= Henry William Bristow =

English geologist and naturalist (1817–1889)

Henry William Bristow (17 May 1817 – 14 June 1889) was an English geologist and naturalist.

==Life==
He was born in London on 17 May 1817.
He was the son of Major-general Henry Bristow, a member of a Wiltshire family, and his wife Elizabeth Atchorne of High Wycombe.
After passing with distinction through King's College, London, he joined the staff of the Geological Survey in 1842, and was set to work in Radnorshire.
From this county he was shortly afterwards transferred to the Cotteswold district, which he examined up to Bath, and afterwards surveyed a large part of Dorset, Wiltshire, and Hampshire, with the Isle of Wight, besides some of the Wealden area, Berkshire, and Essex, rising ultimately in 1872 to the position of director for England and Wales.
His field work was admirable in quality, for he was no less patient than accurate in unravelling a complicated district — one of those men, in short, who lay the foundations on which his successors can build, and whose services to British geology are more lasting than showy.

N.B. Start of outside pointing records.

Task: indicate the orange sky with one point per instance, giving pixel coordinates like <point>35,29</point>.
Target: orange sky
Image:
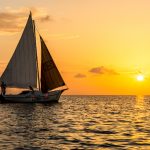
<point>99,46</point>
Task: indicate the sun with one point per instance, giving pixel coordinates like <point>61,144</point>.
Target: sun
<point>140,77</point>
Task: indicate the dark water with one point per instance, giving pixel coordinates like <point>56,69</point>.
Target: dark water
<point>77,122</point>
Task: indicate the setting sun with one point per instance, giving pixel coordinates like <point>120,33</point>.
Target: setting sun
<point>140,77</point>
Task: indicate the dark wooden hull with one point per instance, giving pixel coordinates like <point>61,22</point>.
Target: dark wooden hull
<point>37,97</point>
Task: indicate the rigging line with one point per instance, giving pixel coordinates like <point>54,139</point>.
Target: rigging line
<point>37,59</point>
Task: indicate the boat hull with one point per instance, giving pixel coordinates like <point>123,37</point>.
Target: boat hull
<point>36,97</point>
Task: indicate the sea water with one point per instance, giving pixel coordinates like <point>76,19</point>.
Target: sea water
<point>77,122</point>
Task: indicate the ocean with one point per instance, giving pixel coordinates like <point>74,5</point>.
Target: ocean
<point>77,122</point>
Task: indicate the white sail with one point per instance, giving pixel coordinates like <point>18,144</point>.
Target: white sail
<point>21,70</point>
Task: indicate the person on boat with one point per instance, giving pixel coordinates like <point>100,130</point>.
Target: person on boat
<point>31,88</point>
<point>3,88</point>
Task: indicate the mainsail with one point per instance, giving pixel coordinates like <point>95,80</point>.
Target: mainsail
<point>21,70</point>
<point>50,76</point>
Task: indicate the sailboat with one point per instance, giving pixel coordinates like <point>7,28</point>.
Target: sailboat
<point>22,71</point>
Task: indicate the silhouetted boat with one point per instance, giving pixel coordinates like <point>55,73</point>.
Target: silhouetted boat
<point>22,71</point>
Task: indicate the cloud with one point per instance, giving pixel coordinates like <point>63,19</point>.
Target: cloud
<point>13,20</point>
<point>103,70</point>
<point>79,75</point>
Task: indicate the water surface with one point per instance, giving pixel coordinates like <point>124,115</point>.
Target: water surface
<point>77,122</point>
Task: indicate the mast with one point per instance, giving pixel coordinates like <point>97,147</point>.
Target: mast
<point>37,66</point>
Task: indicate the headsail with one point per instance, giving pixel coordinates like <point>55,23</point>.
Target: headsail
<point>50,76</point>
<point>21,70</point>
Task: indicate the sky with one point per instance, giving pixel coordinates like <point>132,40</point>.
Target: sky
<point>99,46</point>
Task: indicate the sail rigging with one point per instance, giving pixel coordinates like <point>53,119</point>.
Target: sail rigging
<point>50,76</point>
<point>21,70</point>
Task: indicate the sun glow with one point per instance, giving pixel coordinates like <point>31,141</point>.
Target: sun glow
<point>140,77</point>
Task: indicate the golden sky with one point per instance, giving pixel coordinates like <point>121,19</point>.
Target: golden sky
<point>100,46</point>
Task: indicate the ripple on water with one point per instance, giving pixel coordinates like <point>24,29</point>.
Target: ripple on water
<point>77,122</point>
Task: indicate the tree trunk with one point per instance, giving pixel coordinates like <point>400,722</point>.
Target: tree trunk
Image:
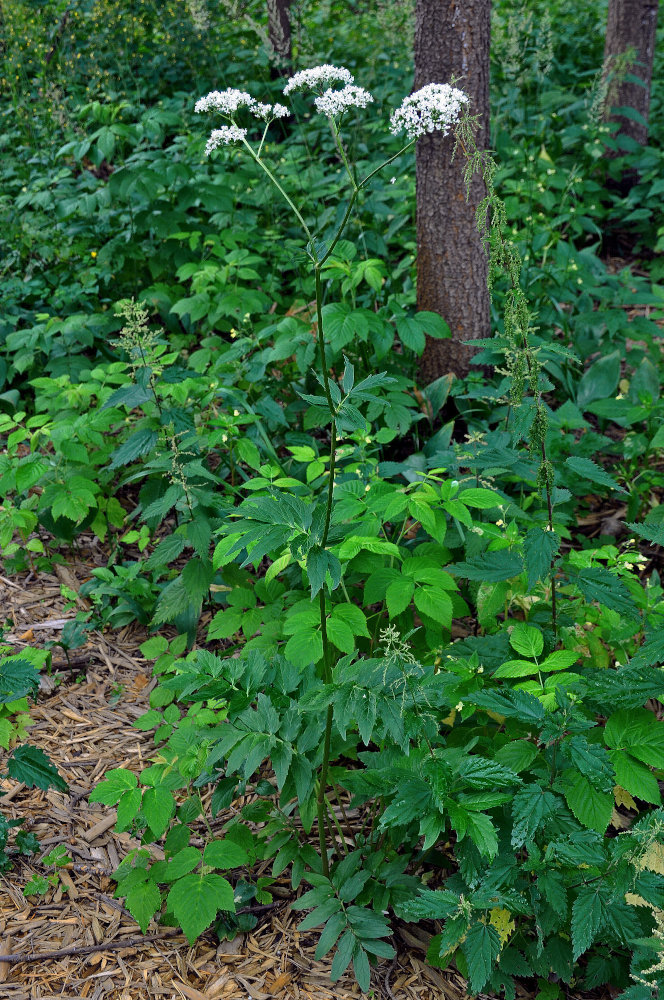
<point>451,40</point>
<point>630,26</point>
<point>279,33</point>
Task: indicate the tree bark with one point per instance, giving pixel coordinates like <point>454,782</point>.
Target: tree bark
<point>279,33</point>
<point>631,25</point>
<point>452,39</point>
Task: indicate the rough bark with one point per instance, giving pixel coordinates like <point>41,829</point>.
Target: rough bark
<point>451,40</point>
<point>279,33</point>
<point>631,25</point>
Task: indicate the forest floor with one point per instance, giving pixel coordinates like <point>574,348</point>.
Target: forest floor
<point>83,722</point>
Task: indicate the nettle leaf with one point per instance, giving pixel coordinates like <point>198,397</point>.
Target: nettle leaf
<point>32,766</point>
<point>117,781</point>
<point>158,807</point>
<point>143,900</point>
<point>526,639</point>
<point>539,549</point>
<point>138,444</point>
<point>195,900</point>
<point>599,584</point>
<point>589,916</point>
<point>531,808</point>
<point>225,854</point>
<point>481,948</point>
<point>635,777</point>
<point>639,732</point>
<point>591,807</point>
<point>490,567</point>
<point>18,678</point>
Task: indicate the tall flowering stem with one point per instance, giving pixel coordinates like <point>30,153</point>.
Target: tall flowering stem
<point>435,108</point>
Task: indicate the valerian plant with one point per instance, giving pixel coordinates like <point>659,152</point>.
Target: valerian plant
<point>502,757</point>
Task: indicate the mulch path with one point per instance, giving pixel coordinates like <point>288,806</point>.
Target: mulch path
<point>85,727</point>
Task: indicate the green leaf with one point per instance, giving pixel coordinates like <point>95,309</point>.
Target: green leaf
<point>117,782</point>
<point>526,639</point>
<point>635,777</point>
<point>353,617</point>
<point>531,808</point>
<point>225,854</point>
<point>560,659</point>
<point>158,808</point>
<point>638,731</point>
<point>490,567</point>
<point>436,604</point>
<point>599,584</point>
<point>361,968</point>
<point>481,949</point>
<point>18,678</point>
<point>195,900</point>
<point>304,647</point>
<point>481,499</point>
<point>592,808</point>
<point>592,472</point>
<point>32,766</point>
<point>398,596</point>
<point>343,956</point>
<point>143,901</point>
<point>138,444</point>
<point>539,549</point>
<point>589,914</point>
<point>169,548</point>
<point>516,668</point>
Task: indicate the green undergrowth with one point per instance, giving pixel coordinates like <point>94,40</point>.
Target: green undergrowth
<point>416,630</point>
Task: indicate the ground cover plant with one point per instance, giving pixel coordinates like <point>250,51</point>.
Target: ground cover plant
<point>365,594</point>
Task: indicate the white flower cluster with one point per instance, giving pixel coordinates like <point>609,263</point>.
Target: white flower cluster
<point>318,77</point>
<point>223,136</point>
<point>434,108</point>
<point>226,102</point>
<point>335,102</point>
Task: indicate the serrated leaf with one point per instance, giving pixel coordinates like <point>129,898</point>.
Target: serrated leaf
<point>531,808</point>
<point>591,807</point>
<point>143,901</point>
<point>158,808</point>
<point>639,732</point>
<point>526,639</point>
<point>32,766</point>
<point>588,917</point>
<point>490,567</point>
<point>481,948</point>
<point>590,471</point>
<point>138,444</point>
<point>539,549</point>
<point>398,596</point>
<point>195,900</point>
<point>225,854</point>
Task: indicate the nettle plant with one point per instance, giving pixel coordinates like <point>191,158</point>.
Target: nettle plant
<point>394,770</point>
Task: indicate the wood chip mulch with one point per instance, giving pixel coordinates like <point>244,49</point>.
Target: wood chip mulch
<point>85,727</point>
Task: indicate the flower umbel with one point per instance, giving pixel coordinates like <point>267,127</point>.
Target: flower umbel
<point>318,77</point>
<point>223,136</point>
<point>335,102</point>
<point>434,108</point>
<point>226,102</point>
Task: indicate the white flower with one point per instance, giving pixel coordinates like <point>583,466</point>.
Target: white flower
<point>224,135</point>
<point>226,102</point>
<point>263,111</point>
<point>318,77</point>
<point>335,102</point>
<point>434,108</point>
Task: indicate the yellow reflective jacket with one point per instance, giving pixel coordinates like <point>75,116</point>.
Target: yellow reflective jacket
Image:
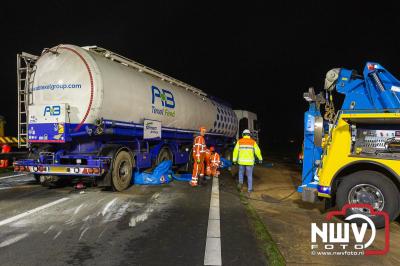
<point>244,151</point>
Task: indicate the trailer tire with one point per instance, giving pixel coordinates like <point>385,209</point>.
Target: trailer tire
<point>369,187</point>
<point>121,175</point>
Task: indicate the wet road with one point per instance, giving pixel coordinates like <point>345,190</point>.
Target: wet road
<point>144,225</point>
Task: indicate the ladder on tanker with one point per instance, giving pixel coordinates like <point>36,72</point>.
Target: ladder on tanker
<point>25,70</point>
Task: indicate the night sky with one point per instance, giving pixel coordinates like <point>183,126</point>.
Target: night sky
<point>259,57</point>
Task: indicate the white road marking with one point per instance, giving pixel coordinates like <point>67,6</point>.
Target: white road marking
<point>212,255</point>
<point>108,206</point>
<point>24,214</point>
<point>83,232</point>
<point>48,229</point>
<point>9,176</point>
<point>13,240</point>
<point>78,208</point>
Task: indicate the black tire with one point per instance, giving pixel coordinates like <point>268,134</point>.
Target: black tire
<point>121,175</point>
<point>164,155</point>
<point>371,179</point>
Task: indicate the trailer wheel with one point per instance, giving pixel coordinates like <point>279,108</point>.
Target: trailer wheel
<point>122,171</point>
<point>369,187</point>
<point>164,155</point>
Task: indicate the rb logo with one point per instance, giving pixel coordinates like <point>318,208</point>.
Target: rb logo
<point>54,110</point>
<point>166,97</point>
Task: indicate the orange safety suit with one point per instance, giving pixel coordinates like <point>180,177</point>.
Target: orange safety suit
<point>215,162</point>
<point>5,149</point>
<point>199,148</point>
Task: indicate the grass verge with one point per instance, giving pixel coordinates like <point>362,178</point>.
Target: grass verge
<point>269,247</point>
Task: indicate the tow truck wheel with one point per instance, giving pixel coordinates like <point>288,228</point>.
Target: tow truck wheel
<point>369,187</point>
<point>122,171</point>
<point>37,177</point>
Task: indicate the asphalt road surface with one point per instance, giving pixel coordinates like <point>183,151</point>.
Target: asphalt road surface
<point>145,225</point>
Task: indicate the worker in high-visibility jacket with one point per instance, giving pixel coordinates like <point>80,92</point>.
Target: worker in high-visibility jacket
<point>199,149</point>
<point>5,149</point>
<point>215,163</point>
<point>246,149</point>
<point>207,160</point>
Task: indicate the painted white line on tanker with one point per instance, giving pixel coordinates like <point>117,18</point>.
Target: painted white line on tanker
<point>24,214</point>
<point>9,176</point>
<point>212,255</point>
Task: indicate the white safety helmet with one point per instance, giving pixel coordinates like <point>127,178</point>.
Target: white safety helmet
<point>246,132</point>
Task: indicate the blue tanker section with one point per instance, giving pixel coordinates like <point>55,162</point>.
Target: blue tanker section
<point>83,152</point>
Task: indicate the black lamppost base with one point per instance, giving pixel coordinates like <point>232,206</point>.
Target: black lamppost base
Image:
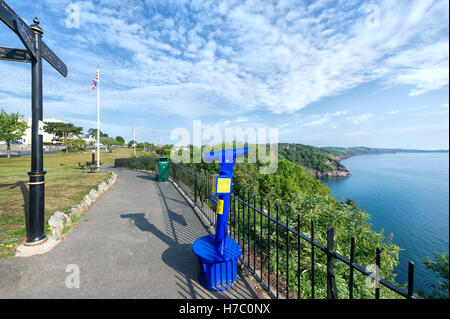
<point>36,241</point>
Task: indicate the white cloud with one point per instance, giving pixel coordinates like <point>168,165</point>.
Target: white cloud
<point>234,57</point>
<point>357,119</point>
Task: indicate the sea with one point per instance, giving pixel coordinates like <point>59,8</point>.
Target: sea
<point>406,194</point>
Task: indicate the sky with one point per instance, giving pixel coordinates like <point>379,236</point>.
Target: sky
<point>325,73</point>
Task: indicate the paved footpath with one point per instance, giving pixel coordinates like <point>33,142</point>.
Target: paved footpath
<point>134,242</point>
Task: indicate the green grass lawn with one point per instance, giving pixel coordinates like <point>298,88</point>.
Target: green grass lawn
<point>66,186</point>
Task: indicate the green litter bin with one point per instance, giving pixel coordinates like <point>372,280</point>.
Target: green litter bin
<point>162,169</point>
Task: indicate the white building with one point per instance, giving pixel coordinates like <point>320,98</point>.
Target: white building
<point>47,138</point>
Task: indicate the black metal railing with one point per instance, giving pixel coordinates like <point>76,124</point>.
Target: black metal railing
<point>273,250</point>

He retired from the survey in July 1888 and died on 14 June 1889.

He was elected F.G.S. in 1843 and F.R.S. in 1862, was an honorary member of sundry societies, and received the order of SS. Maurice and Lazarus.

==Works==
His separate papers are few in number — about eight — and during his later years he suffered from deafness, which prevented him from taking part in the business of societies.
But his mark is made on several of the maps and other publications of the Geological Survey, more especially in the memoir of parts of Berkshire and Hampshire (a joint production), and in that admirable one, The Geology of the Isle of Wight, almost all of which was from his pen.
He contributed also to sundry publications, official and otherwise, and wrote or edited the following books: 1. Glossary of Mineralogy, 1861. 2. Underground Life (translation, with additions of La Vie Souterraine, by L. Simonin), 1869. 3. The World before the Deluge (a translation, with additions, of a work by L. Figuier), 1872.

==Family==
On 22 October 1863 he married Eliza Harrison, second daughter of David Harrison, a London solicitor, and to them four children were born, two sons and as many daughters; they and the widow surviving him.

==Honours and awards==
Bristow was elected F.R.S. in 1862.
A road in Cheylesmore, Coventry UK is named after him.